Abstract
Python is the most widespread and the fastest growing programming language today, driven by AI and ML.
Yet, ML infrastructure remains fragmented — engineers struggle with low-level file management, manual versioning, and inefficient data movement. Thanks to PyIceberg we can build a solid foundation for ML engineers with table abstractions and ACID transactions over object storage.
With time travel, versioning, and zero-copy, Iceberg provides the right primitives for dataset iteration, model versioning and reproducibility for ML workflows. While PyIceberg provides a simple way to work with Iceberg tables in Python, running Python in the cloud to support large datasets, optimized compute, and minimal DevOps remains a challenge.

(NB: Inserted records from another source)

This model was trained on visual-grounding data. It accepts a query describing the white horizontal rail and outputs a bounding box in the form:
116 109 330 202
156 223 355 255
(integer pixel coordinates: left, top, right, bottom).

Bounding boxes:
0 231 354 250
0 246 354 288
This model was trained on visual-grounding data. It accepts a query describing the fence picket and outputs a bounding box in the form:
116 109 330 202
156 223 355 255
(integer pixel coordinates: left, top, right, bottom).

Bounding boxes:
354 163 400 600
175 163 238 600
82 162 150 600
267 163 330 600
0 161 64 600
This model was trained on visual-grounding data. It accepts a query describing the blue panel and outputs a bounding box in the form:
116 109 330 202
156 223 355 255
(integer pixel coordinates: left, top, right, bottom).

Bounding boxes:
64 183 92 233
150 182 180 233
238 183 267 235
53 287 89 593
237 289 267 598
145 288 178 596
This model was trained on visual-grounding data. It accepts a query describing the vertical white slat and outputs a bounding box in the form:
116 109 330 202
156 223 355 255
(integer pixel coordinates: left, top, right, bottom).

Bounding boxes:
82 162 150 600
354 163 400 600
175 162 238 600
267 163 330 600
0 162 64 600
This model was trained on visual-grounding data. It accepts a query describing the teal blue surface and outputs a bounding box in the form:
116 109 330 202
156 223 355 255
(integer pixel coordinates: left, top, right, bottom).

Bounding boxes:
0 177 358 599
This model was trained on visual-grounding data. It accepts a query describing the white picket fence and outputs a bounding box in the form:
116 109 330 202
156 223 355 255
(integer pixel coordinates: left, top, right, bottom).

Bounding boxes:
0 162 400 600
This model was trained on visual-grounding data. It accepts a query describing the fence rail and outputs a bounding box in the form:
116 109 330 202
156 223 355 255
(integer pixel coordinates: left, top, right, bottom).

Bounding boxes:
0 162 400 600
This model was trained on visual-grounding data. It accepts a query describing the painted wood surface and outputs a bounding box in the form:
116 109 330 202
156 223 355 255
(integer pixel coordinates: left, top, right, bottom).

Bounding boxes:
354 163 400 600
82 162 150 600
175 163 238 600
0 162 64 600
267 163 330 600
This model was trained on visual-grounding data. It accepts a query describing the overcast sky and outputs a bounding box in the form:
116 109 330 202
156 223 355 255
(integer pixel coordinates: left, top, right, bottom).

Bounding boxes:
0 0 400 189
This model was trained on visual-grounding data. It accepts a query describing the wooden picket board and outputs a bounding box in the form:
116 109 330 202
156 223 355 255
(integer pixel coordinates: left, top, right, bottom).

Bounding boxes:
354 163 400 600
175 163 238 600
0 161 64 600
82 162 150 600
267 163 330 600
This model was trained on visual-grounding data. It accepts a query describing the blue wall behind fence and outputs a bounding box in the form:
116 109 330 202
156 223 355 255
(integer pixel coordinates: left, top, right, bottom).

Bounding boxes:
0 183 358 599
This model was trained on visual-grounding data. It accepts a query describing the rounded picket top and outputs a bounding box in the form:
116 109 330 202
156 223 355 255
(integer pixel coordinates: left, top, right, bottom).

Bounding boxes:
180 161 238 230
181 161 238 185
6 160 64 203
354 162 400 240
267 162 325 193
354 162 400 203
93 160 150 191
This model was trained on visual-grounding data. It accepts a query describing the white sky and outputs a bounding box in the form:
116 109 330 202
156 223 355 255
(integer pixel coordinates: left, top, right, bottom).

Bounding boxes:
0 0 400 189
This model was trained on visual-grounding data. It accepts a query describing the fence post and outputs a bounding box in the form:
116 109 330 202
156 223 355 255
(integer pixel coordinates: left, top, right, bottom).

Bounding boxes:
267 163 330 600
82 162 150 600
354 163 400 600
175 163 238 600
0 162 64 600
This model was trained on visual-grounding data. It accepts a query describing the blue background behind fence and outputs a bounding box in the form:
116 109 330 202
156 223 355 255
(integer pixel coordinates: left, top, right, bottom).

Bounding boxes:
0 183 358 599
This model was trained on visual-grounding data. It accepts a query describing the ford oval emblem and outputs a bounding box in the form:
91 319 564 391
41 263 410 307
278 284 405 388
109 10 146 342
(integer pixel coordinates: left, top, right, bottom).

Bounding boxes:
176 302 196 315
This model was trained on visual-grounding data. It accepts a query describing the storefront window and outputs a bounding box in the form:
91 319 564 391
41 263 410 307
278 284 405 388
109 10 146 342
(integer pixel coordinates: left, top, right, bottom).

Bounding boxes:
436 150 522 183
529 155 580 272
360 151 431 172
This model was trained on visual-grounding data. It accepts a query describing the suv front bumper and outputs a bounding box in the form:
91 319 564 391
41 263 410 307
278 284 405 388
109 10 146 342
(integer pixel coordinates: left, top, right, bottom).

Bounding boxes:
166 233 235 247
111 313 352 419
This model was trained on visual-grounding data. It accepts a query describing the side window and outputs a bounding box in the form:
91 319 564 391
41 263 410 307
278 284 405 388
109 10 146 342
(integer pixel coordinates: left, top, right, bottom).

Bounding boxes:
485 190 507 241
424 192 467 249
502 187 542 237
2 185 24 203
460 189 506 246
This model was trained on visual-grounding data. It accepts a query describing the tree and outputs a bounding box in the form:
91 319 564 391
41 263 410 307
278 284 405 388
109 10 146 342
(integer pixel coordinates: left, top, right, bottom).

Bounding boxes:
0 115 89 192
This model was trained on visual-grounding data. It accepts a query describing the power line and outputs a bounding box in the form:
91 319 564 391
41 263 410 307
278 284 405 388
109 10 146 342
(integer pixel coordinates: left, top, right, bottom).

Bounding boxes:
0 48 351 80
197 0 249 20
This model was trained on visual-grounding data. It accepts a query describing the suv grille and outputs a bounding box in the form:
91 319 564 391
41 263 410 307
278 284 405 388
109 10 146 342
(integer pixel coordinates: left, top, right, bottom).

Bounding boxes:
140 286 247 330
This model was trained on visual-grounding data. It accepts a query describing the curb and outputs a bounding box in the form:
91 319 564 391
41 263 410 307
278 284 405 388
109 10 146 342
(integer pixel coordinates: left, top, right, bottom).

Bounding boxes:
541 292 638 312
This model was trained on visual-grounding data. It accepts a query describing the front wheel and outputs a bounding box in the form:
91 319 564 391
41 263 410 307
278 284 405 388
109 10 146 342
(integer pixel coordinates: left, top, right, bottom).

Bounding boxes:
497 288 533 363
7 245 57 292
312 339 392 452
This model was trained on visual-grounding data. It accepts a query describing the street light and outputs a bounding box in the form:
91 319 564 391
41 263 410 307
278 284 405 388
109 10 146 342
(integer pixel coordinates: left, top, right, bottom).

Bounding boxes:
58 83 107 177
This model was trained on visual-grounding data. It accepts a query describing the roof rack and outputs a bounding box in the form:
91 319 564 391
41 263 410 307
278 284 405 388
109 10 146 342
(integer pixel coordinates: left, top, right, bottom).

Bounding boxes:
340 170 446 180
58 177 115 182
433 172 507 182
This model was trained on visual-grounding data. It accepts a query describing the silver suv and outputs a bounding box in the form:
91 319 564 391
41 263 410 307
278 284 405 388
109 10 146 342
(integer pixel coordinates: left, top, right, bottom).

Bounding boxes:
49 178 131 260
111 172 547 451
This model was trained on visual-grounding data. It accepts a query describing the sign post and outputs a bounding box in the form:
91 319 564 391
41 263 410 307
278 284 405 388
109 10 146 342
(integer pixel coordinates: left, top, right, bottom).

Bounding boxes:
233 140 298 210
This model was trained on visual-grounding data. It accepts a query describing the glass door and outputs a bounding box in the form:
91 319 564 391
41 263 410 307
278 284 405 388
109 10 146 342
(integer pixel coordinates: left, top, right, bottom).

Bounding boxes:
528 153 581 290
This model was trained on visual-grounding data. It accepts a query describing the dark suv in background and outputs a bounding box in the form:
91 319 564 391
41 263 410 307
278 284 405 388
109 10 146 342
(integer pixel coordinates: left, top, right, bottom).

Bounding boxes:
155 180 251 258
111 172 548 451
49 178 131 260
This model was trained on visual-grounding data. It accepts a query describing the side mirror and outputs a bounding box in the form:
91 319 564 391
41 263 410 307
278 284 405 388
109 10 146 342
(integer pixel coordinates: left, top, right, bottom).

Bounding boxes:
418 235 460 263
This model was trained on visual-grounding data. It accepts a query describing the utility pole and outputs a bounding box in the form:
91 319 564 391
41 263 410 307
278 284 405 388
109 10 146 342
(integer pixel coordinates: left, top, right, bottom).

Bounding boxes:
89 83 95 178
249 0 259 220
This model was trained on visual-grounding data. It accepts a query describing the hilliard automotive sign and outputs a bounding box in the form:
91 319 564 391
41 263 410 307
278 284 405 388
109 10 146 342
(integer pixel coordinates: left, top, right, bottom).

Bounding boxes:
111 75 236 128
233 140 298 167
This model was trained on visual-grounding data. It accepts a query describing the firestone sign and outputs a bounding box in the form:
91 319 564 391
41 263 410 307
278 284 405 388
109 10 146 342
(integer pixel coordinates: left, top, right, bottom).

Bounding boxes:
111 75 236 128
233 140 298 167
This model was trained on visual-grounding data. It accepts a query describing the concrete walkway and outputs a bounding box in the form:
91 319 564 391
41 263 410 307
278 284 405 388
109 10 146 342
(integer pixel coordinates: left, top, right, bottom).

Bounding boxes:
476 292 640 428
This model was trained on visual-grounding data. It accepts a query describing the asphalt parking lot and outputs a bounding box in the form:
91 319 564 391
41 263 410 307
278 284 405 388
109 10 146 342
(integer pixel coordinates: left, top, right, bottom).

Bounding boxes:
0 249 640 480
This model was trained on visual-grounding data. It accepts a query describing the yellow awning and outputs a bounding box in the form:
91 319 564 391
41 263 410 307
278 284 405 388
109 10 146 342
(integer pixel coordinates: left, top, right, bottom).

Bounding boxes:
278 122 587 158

In this talk, we’ll show how an optimized Python runtime integrated with Iceberg unlocks seamless pipeline development.
Speaker

Jacopo Tagliabue
Founder and CTO at Bauplan
Throughout his career, he has been fortunate enough to collaborate with incredible folks in industry and academia (e.g. Netflix, NVIDIA, Stanford, Univ. of Wisconsin-Madison), and publish contributions in a variety of fields: Information Retrieval (RecSys, SIGIR), Data Science (KDD), Artificial Intelligence and NLP (ICML, NAACL), Data Management (SIGMOD, VLDB), Computer Systems (Middleware). While building his new company, he is teaching ML Systems at NYU, which is mostly notable because it is the only job he ever had that his parents understand.